Improving Afghan women’s human rights is not merely a question of substituting one fundamentalist armed group for another, but of disbanding and disarming such groups and replacing them with viable, gender-sensitive national institutions. So far, the celebrated Ministry of Women’s Affairs is reportedly so starved for funding that it can barely pay its staff. Former Women’s Affairs Minister Sima Samar, recognized by President Bush during his State of the Union Address, has so far not been given a post in the new Afghan government, nor has her position been filled. Instead, she has been threatened with charges of blasphemy. In this climate, the Bush administration’s vocal support for the inclusion and empowerment of Afghan women is vital. Direct financial assistance to the women’s ministry and insistence on security for its staff are essential.

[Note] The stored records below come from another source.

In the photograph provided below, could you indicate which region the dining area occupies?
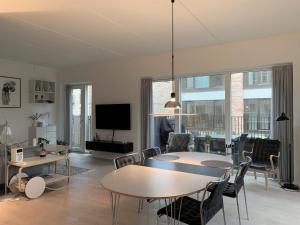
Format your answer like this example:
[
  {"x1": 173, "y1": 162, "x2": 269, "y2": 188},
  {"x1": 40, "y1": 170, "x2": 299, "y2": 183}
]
[{"x1": 101, "y1": 147, "x2": 252, "y2": 225}]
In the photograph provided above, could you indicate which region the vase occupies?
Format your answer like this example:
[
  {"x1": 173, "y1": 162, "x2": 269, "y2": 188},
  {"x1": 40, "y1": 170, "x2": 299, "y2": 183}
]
[
  {"x1": 205, "y1": 144, "x2": 210, "y2": 152},
  {"x1": 32, "y1": 120, "x2": 37, "y2": 127}
]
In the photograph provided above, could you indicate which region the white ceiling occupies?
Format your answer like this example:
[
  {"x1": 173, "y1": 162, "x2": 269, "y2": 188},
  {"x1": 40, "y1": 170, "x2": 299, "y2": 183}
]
[{"x1": 0, "y1": 0, "x2": 300, "y2": 68}]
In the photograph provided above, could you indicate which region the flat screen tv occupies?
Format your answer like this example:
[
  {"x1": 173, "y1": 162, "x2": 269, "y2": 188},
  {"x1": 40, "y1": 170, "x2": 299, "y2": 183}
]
[{"x1": 96, "y1": 104, "x2": 131, "y2": 130}]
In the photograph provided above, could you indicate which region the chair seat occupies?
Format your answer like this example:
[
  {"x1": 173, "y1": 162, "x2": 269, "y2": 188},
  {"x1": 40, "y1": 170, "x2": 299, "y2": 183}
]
[
  {"x1": 250, "y1": 162, "x2": 271, "y2": 170},
  {"x1": 157, "y1": 197, "x2": 202, "y2": 225},
  {"x1": 208, "y1": 182, "x2": 236, "y2": 198}
]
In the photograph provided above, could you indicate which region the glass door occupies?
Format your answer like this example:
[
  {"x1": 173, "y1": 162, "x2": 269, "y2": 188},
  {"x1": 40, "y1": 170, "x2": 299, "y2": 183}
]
[
  {"x1": 180, "y1": 74, "x2": 228, "y2": 154},
  {"x1": 70, "y1": 85, "x2": 85, "y2": 152}
]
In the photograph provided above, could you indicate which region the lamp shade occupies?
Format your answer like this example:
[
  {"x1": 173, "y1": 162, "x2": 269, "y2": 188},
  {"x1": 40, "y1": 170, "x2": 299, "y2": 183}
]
[
  {"x1": 2, "y1": 125, "x2": 12, "y2": 136},
  {"x1": 276, "y1": 112, "x2": 290, "y2": 121},
  {"x1": 165, "y1": 92, "x2": 181, "y2": 108}
]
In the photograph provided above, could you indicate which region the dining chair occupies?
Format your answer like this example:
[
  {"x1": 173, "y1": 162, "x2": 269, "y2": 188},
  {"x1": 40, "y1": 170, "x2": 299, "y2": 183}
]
[
  {"x1": 111, "y1": 153, "x2": 143, "y2": 212},
  {"x1": 114, "y1": 153, "x2": 138, "y2": 169},
  {"x1": 157, "y1": 173, "x2": 230, "y2": 225},
  {"x1": 142, "y1": 147, "x2": 161, "y2": 162},
  {"x1": 208, "y1": 156, "x2": 252, "y2": 225},
  {"x1": 243, "y1": 138, "x2": 281, "y2": 190},
  {"x1": 166, "y1": 132, "x2": 193, "y2": 152}
]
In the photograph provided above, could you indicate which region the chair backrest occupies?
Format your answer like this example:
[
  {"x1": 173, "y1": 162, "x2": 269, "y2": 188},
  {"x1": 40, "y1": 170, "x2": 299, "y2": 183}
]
[
  {"x1": 142, "y1": 147, "x2": 161, "y2": 161},
  {"x1": 234, "y1": 156, "x2": 252, "y2": 192},
  {"x1": 200, "y1": 173, "x2": 230, "y2": 225},
  {"x1": 236, "y1": 134, "x2": 248, "y2": 152},
  {"x1": 252, "y1": 138, "x2": 280, "y2": 164},
  {"x1": 168, "y1": 132, "x2": 192, "y2": 152},
  {"x1": 114, "y1": 153, "x2": 138, "y2": 169}
]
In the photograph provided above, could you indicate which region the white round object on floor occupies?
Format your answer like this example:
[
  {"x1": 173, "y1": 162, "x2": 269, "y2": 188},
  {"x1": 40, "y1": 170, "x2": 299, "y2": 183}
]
[
  {"x1": 8, "y1": 173, "x2": 28, "y2": 194},
  {"x1": 25, "y1": 177, "x2": 46, "y2": 199}
]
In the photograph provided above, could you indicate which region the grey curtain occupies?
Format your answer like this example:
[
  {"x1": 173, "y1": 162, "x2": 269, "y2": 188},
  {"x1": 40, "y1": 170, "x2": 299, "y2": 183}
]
[
  {"x1": 141, "y1": 78, "x2": 153, "y2": 150},
  {"x1": 65, "y1": 85, "x2": 71, "y2": 144},
  {"x1": 272, "y1": 65, "x2": 294, "y2": 182}
]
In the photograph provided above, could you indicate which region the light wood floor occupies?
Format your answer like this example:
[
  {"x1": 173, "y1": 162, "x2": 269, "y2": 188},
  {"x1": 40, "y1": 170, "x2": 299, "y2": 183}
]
[{"x1": 0, "y1": 154, "x2": 300, "y2": 225}]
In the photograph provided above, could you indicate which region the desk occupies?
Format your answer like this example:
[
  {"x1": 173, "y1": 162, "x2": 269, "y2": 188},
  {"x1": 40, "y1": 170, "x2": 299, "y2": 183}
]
[
  {"x1": 101, "y1": 152, "x2": 232, "y2": 225},
  {"x1": 5, "y1": 154, "x2": 70, "y2": 193}
]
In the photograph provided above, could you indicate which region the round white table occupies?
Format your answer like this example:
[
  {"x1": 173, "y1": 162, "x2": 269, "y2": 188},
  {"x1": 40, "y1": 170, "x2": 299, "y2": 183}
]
[
  {"x1": 101, "y1": 152, "x2": 232, "y2": 225},
  {"x1": 153, "y1": 152, "x2": 233, "y2": 169}
]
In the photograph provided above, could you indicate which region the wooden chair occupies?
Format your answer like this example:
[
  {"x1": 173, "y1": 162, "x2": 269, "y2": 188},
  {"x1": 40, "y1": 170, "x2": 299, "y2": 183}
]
[{"x1": 243, "y1": 138, "x2": 280, "y2": 190}]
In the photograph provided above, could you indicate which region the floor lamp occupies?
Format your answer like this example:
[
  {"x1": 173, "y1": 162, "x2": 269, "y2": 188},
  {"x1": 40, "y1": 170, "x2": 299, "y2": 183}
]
[
  {"x1": 1, "y1": 121, "x2": 12, "y2": 195},
  {"x1": 276, "y1": 112, "x2": 299, "y2": 190}
]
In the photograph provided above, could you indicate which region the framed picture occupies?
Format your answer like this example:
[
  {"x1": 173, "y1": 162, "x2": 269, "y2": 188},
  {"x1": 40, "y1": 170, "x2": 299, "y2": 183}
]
[{"x1": 0, "y1": 76, "x2": 21, "y2": 108}]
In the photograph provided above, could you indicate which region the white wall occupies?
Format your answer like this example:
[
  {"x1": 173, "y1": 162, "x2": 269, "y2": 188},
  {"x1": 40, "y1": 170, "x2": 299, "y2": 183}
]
[
  {"x1": 0, "y1": 59, "x2": 56, "y2": 142},
  {"x1": 59, "y1": 33, "x2": 300, "y2": 183}
]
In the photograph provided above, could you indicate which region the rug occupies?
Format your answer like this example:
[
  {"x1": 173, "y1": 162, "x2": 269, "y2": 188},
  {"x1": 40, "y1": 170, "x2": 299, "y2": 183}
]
[{"x1": 53, "y1": 164, "x2": 90, "y2": 176}]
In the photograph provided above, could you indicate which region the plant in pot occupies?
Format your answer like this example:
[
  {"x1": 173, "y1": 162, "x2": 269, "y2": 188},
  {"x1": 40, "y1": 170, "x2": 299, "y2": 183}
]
[
  {"x1": 29, "y1": 113, "x2": 42, "y2": 127},
  {"x1": 38, "y1": 137, "x2": 49, "y2": 157},
  {"x1": 204, "y1": 134, "x2": 211, "y2": 152}
]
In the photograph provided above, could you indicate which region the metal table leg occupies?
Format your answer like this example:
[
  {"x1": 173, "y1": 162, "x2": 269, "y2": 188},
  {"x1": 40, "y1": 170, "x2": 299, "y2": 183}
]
[{"x1": 111, "y1": 192, "x2": 120, "y2": 225}]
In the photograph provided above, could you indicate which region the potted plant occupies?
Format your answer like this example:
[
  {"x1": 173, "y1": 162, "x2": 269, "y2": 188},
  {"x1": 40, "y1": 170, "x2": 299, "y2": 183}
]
[
  {"x1": 38, "y1": 137, "x2": 49, "y2": 157},
  {"x1": 204, "y1": 134, "x2": 211, "y2": 152},
  {"x1": 29, "y1": 113, "x2": 42, "y2": 127}
]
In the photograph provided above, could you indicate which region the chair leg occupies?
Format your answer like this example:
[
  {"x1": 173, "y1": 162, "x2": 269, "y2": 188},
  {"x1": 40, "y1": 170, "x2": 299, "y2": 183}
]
[
  {"x1": 235, "y1": 193, "x2": 241, "y2": 225},
  {"x1": 222, "y1": 203, "x2": 226, "y2": 225},
  {"x1": 243, "y1": 184, "x2": 249, "y2": 220},
  {"x1": 264, "y1": 172, "x2": 268, "y2": 191}
]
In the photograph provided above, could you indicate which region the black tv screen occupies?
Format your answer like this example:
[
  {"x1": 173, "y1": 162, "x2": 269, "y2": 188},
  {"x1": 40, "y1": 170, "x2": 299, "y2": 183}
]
[{"x1": 96, "y1": 104, "x2": 131, "y2": 130}]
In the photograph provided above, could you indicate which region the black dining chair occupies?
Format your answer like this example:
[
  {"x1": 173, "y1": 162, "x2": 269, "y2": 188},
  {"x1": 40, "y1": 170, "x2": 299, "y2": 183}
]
[
  {"x1": 111, "y1": 153, "x2": 143, "y2": 212},
  {"x1": 208, "y1": 156, "x2": 252, "y2": 225},
  {"x1": 142, "y1": 147, "x2": 161, "y2": 162},
  {"x1": 157, "y1": 173, "x2": 230, "y2": 225},
  {"x1": 114, "y1": 153, "x2": 139, "y2": 169}
]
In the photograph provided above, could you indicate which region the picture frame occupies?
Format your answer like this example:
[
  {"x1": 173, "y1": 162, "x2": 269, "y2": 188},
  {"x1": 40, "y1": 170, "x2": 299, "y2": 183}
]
[{"x1": 0, "y1": 76, "x2": 21, "y2": 108}]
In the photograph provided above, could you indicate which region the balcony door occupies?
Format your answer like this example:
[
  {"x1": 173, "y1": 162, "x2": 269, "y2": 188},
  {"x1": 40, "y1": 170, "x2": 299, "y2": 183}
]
[{"x1": 69, "y1": 84, "x2": 92, "y2": 152}]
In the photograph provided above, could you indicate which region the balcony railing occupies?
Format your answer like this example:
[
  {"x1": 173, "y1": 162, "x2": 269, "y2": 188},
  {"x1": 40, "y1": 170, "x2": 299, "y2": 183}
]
[{"x1": 182, "y1": 114, "x2": 271, "y2": 138}]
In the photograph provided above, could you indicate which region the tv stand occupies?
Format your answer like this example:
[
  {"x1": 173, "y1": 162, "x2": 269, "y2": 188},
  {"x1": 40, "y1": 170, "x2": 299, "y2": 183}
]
[{"x1": 86, "y1": 140, "x2": 133, "y2": 154}]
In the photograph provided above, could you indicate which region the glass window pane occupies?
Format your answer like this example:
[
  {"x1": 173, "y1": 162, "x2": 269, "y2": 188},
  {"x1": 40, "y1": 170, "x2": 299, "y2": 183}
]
[
  {"x1": 195, "y1": 76, "x2": 209, "y2": 88},
  {"x1": 186, "y1": 77, "x2": 194, "y2": 88},
  {"x1": 231, "y1": 70, "x2": 272, "y2": 138}
]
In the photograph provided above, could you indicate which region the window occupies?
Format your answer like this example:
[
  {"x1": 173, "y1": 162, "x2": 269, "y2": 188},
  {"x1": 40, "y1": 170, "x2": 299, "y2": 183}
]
[
  {"x1": 151, "y1": 80, "x2": 175, "y2": 151},
  {"x1": 231, "y1": 70, "x2": 272, "y2": 138},
  {"x1": 186, "y1": 77, "x2": 194, "y2": 89},
  {"x1": 180, "y1": 75, "x2": 225, "y2": 138},
  {"x1": 195, "y1": 76, "x2": 209, "y2": 88}
]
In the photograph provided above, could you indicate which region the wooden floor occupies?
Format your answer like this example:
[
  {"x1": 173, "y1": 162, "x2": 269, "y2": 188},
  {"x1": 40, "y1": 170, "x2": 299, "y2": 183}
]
[{"x1": 0, "y1": 154, "x2": 300, "y2": 225}]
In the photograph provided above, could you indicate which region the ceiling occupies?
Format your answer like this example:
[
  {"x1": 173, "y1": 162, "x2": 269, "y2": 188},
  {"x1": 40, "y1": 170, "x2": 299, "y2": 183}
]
[{"x1": 0, "y1": 0, "x2": 300, "y2": 68}]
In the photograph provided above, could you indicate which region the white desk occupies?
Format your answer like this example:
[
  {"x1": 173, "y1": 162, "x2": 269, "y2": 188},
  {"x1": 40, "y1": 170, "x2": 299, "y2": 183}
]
[{"x1": 5, "y1": 154, "x2": 70, "y2": 193}]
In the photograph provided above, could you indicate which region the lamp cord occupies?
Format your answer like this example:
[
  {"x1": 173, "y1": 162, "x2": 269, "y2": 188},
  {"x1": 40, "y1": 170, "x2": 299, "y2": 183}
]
[{"x1": 171, "y1": 0, "x2": 175, "y2": 92}]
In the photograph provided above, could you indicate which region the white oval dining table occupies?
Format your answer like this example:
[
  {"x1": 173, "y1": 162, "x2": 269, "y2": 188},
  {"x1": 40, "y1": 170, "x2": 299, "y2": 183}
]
[{"x1": 101, "y1": 152, "x2": 232, "y2": 225}]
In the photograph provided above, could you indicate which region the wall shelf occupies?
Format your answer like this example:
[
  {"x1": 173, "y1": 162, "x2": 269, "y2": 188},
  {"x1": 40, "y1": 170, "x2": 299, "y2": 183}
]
[{"x1": 29, "y1": 80, "x2": 56, "y2": 104}]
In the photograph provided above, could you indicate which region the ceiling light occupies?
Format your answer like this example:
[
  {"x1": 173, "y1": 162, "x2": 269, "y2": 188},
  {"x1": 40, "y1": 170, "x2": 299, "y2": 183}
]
[{"x1": 165, "y1": 0, "x2": 181, "y2": 109}]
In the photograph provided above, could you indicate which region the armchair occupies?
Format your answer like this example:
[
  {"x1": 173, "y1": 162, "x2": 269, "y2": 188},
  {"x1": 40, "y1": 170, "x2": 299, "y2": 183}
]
[
  {"x1": 243, "y1": 138, "x2": 280, "y2": 190},
  {"x1": 166, "y1": 132, "x2": 193, "y2": 152}
]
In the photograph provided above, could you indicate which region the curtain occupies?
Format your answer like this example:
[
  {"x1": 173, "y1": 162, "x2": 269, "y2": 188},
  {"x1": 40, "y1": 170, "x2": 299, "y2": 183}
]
[
  {"x1": 65, "y1": 85, "x2": 71, "y2": 144},
  {"x1": 141, "y1": 78, "x2": 153, "y2": 150},
  {"x1": 272, "y1": 65, "x2": 294, "y2": 182}
]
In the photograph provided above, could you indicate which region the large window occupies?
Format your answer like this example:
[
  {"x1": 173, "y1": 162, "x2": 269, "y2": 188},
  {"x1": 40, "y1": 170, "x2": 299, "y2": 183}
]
[
  {"x1": 231, "y1": 70, "x2": 272, "y2": 138},
  {"x1": 152, "y1": 80, "x2": 175, "y2": 151},
  {"x1": 153, "y1": 69, "x2": 272, "y2": 151},
  {"x1": 180, "y1": 75, "x2": 225, "y2": 138}
]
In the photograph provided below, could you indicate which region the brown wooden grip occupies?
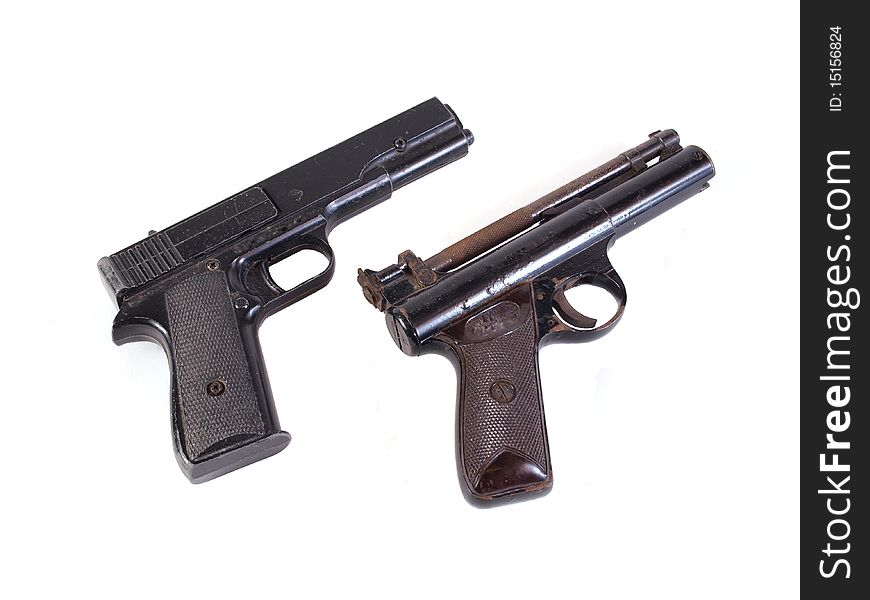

With regard to providing funding and security to support Afghan women, time is of the essence. I was horrified to read in an aptly titled Human Rights Watch document "Return of the Warlords: June 2002" that, "in many ways, Afghanistan today resembles Afghanistan in the early 1990s, when regional commanders were consolidating their power before the onset of the savage civil war that followed the fall of the Soviet-sponsored Communist government." The early 1990s was the period in which most of the Afghan women whose harrowing stories I heard on my trip were victimized. How many more Shokaras, Menas, and Habibas will there be in the months to come? Many, if the United States and the international community continue to bemoan the plight of Afghan women without fully embracing the responsibility to help them reshape, rebuild, and reclaim their country.
Bearing this in mind, I want to challenge the government of the United States and the new government of Afghanistan, as a first step, to ratify CEDAW together. Both nations have signed, but not ratified, the convention that requires states to take comprehensive measures to combat a range of violations of women’s human rights, including gender-based violence. Afghanistan signed on in August 1980 while under Soviet occupation; the United States did so in July of the same year under the Carter administration. Both the Soviet invasion and subsequent Reagan administration’s support for virtually any group that would oppose the invasion contributed to the grave deterioration of Afghan women’s human rights that followed. By ratifying CEDAW together, the United States and Afghanistan can begin to break the link to that terrible past. Through subsequent actions to implement these treaty obligations, life can be concretely improved for Afghan women.
Though CNN’s cameras have left Kabul to cover other urgent stories, our commitment to the rights of Afghan women must not wane. As we have discovered, in the most tragic of ways, our fate and theirs are linked. Nothing could better symbolize the positive aspects of that connection and the renunciation of its dark side than the simultaneous ratification of CEDAW by the United States and Afghanistan. Ratification by each country requires successfully challenging religious fundamentalists and extremists, the very thing that many Afghan women see as crucial to winning their long-term human rights struggle. Ultimately, ratification would represent a visible international acceptance of legal responsibility for ensuring women’s human rights.